Savaş Sahası Olarak Benlik


Michel Foucault, yetmişlerin sonunda şunu söylüyordu: “Muhtemeldir ki bugün biz, siyasetin sonuna tanıklık ediyoruz.” Ütopyaların ve kapitalizme karşı sunulan radikal alternatiflerin tükenmesi karşısında Foucault, asıl meselenin kendimizle, özbenliğimizle yeni ilişki türleri ve tarzları geliştirmek olduğunu söylüyordu. Onun tespitine göre politik ilerlemeyi artık partiler, sendikalar, bürokrasi ve siyaset sağlayamıyordu. Foucault, politikanın giderek bireysel, ahlakî bir mesele hâline geldiği iddiasındaydı.

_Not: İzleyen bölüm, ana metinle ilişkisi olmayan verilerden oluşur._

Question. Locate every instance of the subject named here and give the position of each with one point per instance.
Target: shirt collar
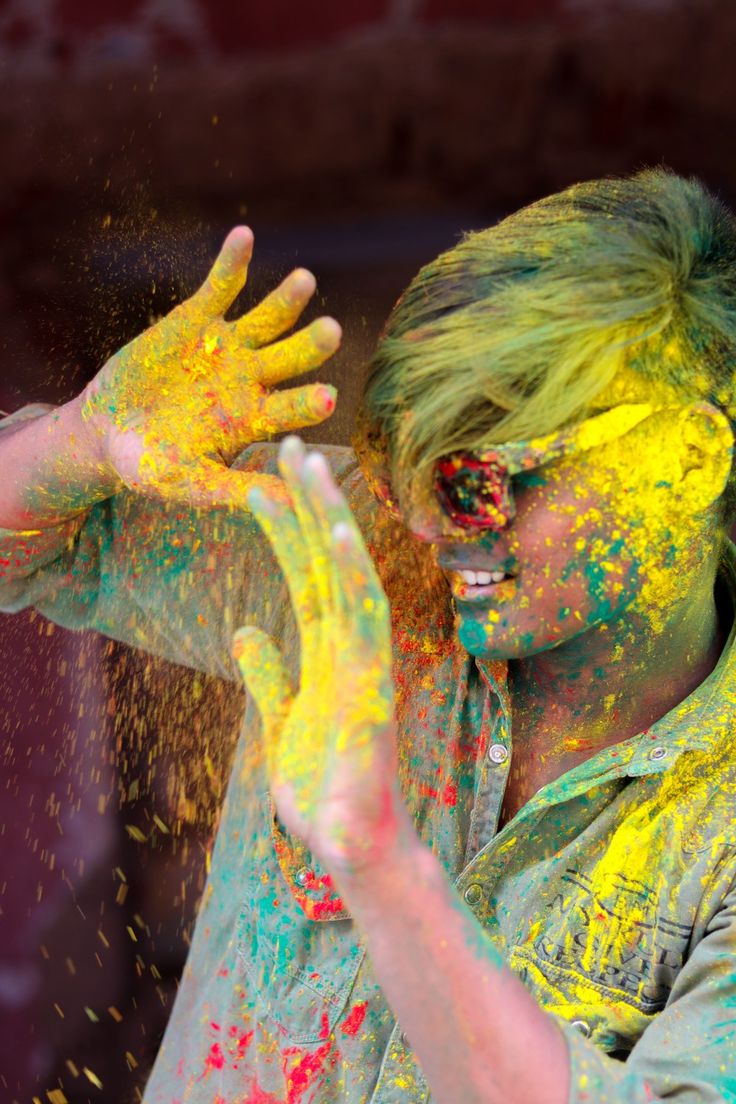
(699, 722)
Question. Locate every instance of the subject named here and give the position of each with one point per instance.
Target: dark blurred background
(359, 139)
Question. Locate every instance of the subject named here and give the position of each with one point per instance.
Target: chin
(492, 641)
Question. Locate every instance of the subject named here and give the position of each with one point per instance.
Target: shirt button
(473, 894)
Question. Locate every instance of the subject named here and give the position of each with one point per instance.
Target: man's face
(595, 534)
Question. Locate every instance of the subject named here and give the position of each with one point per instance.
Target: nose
(435, 527)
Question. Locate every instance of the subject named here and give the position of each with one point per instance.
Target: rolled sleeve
(172, 580)
(689, 1052)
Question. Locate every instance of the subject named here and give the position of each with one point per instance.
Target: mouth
(469, 585)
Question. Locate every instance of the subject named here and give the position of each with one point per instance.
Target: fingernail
(322, 399)
(301, 285)
(327, 333)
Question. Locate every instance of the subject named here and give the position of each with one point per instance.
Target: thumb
(266, 679)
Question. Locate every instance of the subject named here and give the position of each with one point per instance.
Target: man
(488, 864)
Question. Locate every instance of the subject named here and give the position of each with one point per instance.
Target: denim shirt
(611, 893)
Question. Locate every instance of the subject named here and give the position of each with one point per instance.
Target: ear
(705, 445)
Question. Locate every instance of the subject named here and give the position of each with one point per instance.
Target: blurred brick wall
(135, 133)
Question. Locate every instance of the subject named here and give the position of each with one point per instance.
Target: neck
(616, 679)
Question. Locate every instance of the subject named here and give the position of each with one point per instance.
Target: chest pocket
(606, 956)
(297, 944)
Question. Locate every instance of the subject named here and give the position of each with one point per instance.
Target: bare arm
(53, 467)
(169, 413)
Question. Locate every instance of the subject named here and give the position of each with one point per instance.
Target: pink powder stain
(300, 1076)
(354, 1019)
(215, 1059)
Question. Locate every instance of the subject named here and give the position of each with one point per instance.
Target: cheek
(577, 554)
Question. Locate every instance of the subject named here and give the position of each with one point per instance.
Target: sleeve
(171, 580)
(689, 1052)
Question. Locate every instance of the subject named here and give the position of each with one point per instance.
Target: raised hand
(330, 747)
(177, 405)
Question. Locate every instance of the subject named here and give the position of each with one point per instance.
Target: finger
(278, 311)
(281, 529)
(356, 587)
(291, 457)
(266, 680)
(285, 411)
(299, 353)
(227, 275)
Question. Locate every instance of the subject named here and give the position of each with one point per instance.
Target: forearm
(53, 468)
(479, 1036)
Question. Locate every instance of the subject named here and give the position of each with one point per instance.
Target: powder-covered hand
(176, 406)
(330, 747)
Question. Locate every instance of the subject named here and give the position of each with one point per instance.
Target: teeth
(482, 577)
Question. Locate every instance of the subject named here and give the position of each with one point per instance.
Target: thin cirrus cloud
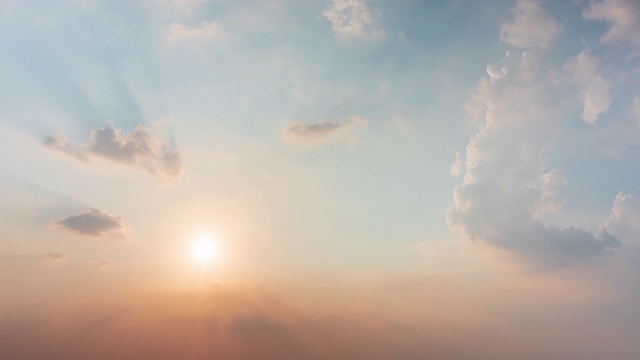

“Her şey politiktir, kişisel olan politiktir” diyen bu yeni politika tanımında benliğin, nefsin günümüz siyasetinin savaş sahası hâline geldiği üzerinde duruluyor. Foucault gibi birçok aydın, bu tanımın yapıldığı dönemde “devrim çağının sona erdiğini”, benliğin, kişinin kendi varlığının toplumsal değişime dair en popüler kavram hâline geldiği yeni bir dönemin başladığını iddia etti. Bu aydınlara göre kolektif “büyük anlatılar”ın çöküşüyle birlikte artık hep beraber içe dönüp bakmamız gerekiyordu. Altmışların sonundan itibaren politik değişim, nefsle mücadele, “içteki düşmanımıza” karşı mücadele olarak tanımlandı. Neticede herkes, “kendi içindeki faşist”le yüzleşmek zorundaydı.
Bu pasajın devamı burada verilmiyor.